A relationship, starting as partners in pizza, has ended in a showdown of slices.
"I did open a shop down the street a couple of years ago. You know what? It just didn't work out between the two of us," said Andrew Bellucci, the pizza chef at Bellucci’s Pizzeria on 37th Street and 30th Avenue.
But he used to work at Bellucci Pizza on 29th Street and 30th Ave. That’s right — two Bellucci’s — just eight blocks away.
“We had a lot of confusing people calling here and thinking, like, they ordering from there or they're here, and sometimes we make a pie, they don't show up," said Leo Dakmak, the owner of Bellucci Pizza.

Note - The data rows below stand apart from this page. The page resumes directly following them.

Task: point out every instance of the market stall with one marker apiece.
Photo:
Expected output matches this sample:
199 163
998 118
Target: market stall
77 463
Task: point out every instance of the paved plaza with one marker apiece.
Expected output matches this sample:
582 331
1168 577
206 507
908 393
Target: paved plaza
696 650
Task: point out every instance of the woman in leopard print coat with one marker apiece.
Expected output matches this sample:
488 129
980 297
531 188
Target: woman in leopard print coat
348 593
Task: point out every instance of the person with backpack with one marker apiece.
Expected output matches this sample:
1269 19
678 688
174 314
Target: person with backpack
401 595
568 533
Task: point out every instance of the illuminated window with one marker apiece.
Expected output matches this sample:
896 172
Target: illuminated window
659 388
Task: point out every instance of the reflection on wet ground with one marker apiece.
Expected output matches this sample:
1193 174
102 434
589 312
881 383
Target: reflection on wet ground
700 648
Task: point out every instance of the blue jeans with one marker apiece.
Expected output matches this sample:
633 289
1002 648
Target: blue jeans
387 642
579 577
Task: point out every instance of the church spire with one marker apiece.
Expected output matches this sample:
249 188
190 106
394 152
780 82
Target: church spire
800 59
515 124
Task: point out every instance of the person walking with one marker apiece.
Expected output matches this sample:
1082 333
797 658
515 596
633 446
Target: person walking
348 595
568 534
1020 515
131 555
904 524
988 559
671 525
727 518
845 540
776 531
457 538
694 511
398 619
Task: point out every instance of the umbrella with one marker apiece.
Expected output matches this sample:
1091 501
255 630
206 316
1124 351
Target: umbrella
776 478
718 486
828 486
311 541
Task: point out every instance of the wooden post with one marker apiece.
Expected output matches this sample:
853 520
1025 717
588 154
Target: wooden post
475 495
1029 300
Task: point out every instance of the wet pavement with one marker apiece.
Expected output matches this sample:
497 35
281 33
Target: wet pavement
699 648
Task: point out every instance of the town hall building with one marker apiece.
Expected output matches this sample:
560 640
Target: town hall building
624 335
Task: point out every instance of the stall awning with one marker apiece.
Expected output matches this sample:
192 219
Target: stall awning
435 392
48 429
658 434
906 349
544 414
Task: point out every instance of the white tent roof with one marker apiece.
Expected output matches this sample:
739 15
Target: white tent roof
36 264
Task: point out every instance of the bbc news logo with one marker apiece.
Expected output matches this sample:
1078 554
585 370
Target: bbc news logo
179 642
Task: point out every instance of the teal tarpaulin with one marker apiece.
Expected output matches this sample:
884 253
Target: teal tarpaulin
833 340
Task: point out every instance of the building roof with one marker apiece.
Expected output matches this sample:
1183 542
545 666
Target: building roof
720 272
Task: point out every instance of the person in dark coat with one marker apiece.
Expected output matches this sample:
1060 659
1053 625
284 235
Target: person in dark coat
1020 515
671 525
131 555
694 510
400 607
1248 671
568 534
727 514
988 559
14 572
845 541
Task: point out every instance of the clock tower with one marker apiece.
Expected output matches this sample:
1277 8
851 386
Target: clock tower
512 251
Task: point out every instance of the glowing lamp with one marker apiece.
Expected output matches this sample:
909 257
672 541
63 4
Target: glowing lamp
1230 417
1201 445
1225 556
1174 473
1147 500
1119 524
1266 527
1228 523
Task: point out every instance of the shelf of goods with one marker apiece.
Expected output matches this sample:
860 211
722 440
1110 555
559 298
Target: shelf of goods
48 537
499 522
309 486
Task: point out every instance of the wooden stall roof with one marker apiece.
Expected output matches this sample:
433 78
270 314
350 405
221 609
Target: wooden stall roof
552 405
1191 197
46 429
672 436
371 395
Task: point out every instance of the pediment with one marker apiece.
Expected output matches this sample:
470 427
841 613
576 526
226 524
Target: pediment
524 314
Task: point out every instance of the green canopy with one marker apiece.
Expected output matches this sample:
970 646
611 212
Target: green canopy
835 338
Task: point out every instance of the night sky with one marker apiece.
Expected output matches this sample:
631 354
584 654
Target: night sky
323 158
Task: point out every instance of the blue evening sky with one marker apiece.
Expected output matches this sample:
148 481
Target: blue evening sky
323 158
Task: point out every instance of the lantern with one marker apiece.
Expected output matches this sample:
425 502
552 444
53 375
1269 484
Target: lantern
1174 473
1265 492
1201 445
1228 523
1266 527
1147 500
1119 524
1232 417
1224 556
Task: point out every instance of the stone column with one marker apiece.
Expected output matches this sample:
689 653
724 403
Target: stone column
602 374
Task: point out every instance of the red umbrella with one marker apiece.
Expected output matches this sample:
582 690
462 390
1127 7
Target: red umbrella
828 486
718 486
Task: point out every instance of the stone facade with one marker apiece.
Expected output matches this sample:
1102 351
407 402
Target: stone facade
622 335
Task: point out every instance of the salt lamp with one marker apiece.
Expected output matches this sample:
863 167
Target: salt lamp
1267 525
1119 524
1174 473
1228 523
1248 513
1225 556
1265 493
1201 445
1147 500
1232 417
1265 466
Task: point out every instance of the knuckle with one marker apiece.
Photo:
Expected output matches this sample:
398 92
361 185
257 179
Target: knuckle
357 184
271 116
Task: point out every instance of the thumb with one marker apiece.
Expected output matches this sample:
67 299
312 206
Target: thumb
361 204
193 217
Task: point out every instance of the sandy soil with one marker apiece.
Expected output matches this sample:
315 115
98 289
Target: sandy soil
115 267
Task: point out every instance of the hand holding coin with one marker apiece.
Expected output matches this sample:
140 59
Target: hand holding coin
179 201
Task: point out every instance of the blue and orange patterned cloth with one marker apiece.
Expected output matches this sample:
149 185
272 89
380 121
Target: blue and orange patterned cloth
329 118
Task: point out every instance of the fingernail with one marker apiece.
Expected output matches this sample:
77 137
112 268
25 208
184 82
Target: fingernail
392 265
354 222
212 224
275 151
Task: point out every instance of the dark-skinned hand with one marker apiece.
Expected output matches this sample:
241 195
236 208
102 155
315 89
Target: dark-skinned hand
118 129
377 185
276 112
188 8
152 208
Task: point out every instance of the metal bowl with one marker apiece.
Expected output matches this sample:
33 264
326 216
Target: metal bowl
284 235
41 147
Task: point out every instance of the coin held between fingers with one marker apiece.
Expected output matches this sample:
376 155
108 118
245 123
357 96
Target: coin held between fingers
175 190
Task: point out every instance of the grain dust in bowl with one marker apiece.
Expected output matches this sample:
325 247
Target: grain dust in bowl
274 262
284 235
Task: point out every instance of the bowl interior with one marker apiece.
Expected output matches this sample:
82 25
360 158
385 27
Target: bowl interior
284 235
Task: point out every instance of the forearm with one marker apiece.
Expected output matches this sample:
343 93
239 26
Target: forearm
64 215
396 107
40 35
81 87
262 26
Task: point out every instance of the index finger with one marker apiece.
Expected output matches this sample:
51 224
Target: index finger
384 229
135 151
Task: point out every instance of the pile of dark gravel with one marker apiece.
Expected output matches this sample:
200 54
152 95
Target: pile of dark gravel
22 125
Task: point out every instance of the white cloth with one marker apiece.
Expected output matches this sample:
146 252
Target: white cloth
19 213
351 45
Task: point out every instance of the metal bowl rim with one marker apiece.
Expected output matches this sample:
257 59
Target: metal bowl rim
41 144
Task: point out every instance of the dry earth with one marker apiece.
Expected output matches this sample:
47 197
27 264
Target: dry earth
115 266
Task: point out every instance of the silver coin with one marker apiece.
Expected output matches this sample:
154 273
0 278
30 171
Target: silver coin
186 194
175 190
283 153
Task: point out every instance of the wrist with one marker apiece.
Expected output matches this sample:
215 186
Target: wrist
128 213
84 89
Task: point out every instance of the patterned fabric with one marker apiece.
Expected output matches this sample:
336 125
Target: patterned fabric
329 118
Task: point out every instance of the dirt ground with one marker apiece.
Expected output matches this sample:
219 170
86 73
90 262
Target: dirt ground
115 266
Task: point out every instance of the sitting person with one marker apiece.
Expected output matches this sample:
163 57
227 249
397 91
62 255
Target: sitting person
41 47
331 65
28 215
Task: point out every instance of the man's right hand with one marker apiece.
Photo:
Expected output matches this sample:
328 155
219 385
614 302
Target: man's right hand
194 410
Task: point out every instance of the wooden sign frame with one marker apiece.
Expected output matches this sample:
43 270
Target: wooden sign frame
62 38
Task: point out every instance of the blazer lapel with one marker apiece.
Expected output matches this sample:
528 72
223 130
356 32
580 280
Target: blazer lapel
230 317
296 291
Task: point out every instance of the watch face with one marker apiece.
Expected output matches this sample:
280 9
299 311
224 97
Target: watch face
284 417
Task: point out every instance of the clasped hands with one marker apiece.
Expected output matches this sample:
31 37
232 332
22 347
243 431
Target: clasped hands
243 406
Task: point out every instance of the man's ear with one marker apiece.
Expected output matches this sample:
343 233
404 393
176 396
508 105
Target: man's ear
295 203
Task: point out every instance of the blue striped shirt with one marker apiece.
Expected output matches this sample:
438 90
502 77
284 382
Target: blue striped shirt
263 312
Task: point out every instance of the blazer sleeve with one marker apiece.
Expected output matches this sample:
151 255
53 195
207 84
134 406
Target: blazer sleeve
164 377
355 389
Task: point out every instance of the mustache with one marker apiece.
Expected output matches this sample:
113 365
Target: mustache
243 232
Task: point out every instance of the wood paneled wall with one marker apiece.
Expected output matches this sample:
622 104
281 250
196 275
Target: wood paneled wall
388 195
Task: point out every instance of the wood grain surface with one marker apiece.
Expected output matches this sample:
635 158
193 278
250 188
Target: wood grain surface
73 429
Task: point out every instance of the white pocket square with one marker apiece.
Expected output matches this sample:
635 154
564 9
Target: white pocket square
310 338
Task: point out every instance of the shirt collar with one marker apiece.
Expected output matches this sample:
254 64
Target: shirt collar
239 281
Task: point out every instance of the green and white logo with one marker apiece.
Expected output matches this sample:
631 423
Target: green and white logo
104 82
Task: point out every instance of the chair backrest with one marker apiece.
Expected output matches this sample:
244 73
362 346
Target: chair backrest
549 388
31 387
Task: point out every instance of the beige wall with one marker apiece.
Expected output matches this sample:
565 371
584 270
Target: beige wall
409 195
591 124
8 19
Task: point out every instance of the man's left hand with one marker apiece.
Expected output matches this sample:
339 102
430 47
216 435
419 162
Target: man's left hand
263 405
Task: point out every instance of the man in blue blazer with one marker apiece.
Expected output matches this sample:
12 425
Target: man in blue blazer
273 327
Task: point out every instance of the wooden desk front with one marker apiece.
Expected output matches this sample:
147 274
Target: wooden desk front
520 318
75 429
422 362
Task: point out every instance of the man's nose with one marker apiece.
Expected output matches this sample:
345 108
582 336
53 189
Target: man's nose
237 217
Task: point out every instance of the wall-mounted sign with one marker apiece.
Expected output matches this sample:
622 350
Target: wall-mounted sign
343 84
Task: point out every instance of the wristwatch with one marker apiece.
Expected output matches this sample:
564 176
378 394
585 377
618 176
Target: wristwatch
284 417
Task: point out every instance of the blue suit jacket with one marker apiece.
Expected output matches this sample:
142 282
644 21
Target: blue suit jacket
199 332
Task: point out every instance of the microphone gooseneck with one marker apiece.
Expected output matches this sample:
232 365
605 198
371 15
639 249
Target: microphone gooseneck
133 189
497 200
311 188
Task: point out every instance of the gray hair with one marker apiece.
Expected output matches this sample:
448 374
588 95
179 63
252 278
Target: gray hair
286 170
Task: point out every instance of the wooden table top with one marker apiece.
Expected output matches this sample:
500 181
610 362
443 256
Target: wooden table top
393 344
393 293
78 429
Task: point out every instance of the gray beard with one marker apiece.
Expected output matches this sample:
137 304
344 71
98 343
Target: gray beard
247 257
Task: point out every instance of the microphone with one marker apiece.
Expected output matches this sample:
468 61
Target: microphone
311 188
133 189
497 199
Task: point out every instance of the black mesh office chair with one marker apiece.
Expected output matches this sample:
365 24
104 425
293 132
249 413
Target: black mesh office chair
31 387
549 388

Up until a year ago, Bellucci and Dakmak were partners here but that agreement blew up.
Neither one will say why.
"I wish them the best," said Dakmak.
"I don't wish anyone any ill-will," said Bellucci.
Civil discourse, but they’re both embroiled in a federal civil suit against each other.
Dakmak opened his pizza parlor about two years ago with Bellucci as the chef and namesake of the business.
But after things spun out of control, Bellucci got another investor and opened up the other shop in April of this year. And now they’re each taking a piece of each other’s pie.
"There is room for another 20 pizzerias, but I don't think there is room for the same name,” said Dakmak.
Dakmak sued, alleging Bellucci transferred the rights to his name over to Dakmak and Dakmak trademarked it, in December of last year.
Bellucci says, though, it’s his name.
His new joint now has a marketing campaign underway, including stamping Bellucci’s face on the boxes, to let people know who’s making the pizza there.
He’s well-known in the pizza world, with 30 years of experience making pies at legendary spots like Lombardi’s.
"It starts and ends with the dough. Everything else is in between,” said Dakmak.
Bellucci’s expertise — and colorful past — including a 1996 fraud arrest — have earned him some press before.
So has his creativity, like the painstakingly crafted New Haven style clam pizza, which is covered with fresh hand-shucked clams and needs to be ordered two days in advance.
It also leads aficionados on pizza pilgrimages to his new shop.
Like one trio from New Orleans, who made Bellucci’s their first stop on a five borough pizza tour. But they too almost went to the other location.
"There's a whole culture of pizza fanatics throughout America, and the name Andrew Bellucci carries a lot of weight. So we were glad that we found him here and we didn't go to the other one,” said Scott Crawford, who traveled from New Orleans for the pizza tour.
But eight blocks away, being first is best for some loyalists at the original Bellucci's. Most we spoke with were not even aware there was another pizzeria with the same name in the neighborhood.
“I did not know that," said Ahmed Hussain, a Long Island City resident. "Their pizza stands out from all the other ones because pizza is very thin. It's not too heavy.”
Scott Weiner — who runs Scott’s Pizza Tours — says feuds like this are actually common in the pizza world.
"Pizzerias tend to be opened by people who work together at one point, and then the next day they don't work together. And sometimes that carries with it a little bit of a weight,” said Weiner.
But any way you slice it, New Yorkers love pizza — even when it’s topped with a little controversy.